O ano fecha com outra obra nas livrarias. No dia 7 de dezembro, às 10h30, a São Paulo Escola de Dança, equipamento do governo de São Paulo, apresenta CorpoMapa, uma compilação de artigos encomendados a pesquisadores e à equipe pedagógica do espaço sobre temas que “conectam o corpo à cultura, educação e arte”, como antecipado pela instituição. Apesar de chegar ao público em versão impressa, seu lançamento será virtual, acompanhado pela realização de seminários temáticos.
Entre os novos trabalhos de dança de 2024, há ainda títulos com reflexões produzidas na universidade, como as realizadas por Isabel Botelho. Com recursos do Edital de Incentivo às Artes do governo do Estado do Ceará e de isenção fiscal via Lei Rouanet, sua dissertação de mestrado em psicologia se transformou no livro Dança de situação: um olhar para a dança a partir das políticas públicas em Fortaleza (Editora 7Letras – clique aqui para comprar).
Baseada em experiências pessoais e entrevistas com bailarinos, a autora aborda como as políticas públicas em seu estado embasaram vivências que impulsionaram novos projetos na cena artística da capital cearense. Isso confere à obra a dupla função de relatar um período e produzir conhecimento para inspirar mais ações baseadas em evidências.
Com o objetivo de dar visibilidade a produções científicas como essa, a Associação Nacional de Pesquisadores em Dança criou a Editora Anda em 2018. O projeto é tocado por um conselho editorial e tem foco exclusivo na publicação de estudos de pessoas vinculadas à associação.

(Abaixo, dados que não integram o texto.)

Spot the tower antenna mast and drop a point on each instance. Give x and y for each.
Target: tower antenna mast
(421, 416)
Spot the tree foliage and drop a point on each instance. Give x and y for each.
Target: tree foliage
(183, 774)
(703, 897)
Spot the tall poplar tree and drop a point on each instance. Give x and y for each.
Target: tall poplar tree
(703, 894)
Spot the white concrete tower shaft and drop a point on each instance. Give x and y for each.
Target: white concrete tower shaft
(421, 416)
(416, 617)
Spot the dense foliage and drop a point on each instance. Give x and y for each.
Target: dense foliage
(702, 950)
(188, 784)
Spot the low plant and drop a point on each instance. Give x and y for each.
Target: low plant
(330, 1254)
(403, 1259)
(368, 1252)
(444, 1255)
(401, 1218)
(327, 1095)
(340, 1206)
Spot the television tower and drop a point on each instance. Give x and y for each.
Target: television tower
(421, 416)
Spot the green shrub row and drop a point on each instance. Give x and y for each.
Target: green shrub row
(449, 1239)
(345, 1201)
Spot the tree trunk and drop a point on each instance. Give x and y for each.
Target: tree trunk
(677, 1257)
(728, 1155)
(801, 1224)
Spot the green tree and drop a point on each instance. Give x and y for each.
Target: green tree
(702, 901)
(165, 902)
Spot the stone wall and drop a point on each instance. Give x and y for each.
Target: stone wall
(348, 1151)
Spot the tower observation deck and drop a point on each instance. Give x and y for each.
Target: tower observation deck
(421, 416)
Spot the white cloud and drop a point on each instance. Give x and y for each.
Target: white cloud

A editora trabalha em duas vertentes. Uma delas é a partir de chamadas específicas, como a responsável pela coleção Danças do agora, que busca preencher lacunas na pesquisa em dança ao valorizar a diversidade de corporeidades do Brasil. Seu segundo volume acaba de ser lançado no Congresso Nacional da Anda, realizado no início de novembro, e pode ser baixado de graça no recém-inaugurado site da organização.
Outra forma de atuação da editora é sob demanda, quando é procurada pelos autores para ser a casa de seus livros. Nestes casos, a edição só é possível quando os originais recebem parecer favorável de um conselho científico internacional, um processo de respaldo valorizado pelas agências de fomento à pesquisa. O exemplo mais recente é Escuta: uma abordagem sensório-afetiva-afrorreferenciada, de Luís Silva.
A maioria das publicações tem formato digital e pode ser baixada sem custo. “Nossa intenção é fazer com que essa informação circule e seja acessada”, afirma Lucas Valentim, professor da Universidade Federal da Bahia e integrante do conselho editorial da Anda.
Para ele, o incentivo à publicação de novas pesquisas é um modo de fazer ressoar múltiplas vozes. “Hoje temos um cenário com mais pessoas discutindo sobre temas como a intercessão da dança com a cibercultura, danças populares e afro-diaspóricas, questões sobre gênero, deficiências, educação e a dança como ação política. Livros registram o pensamento sobre dança de um momento, e esse movimento tem ampliado bastante o cenário da produção de escrita.”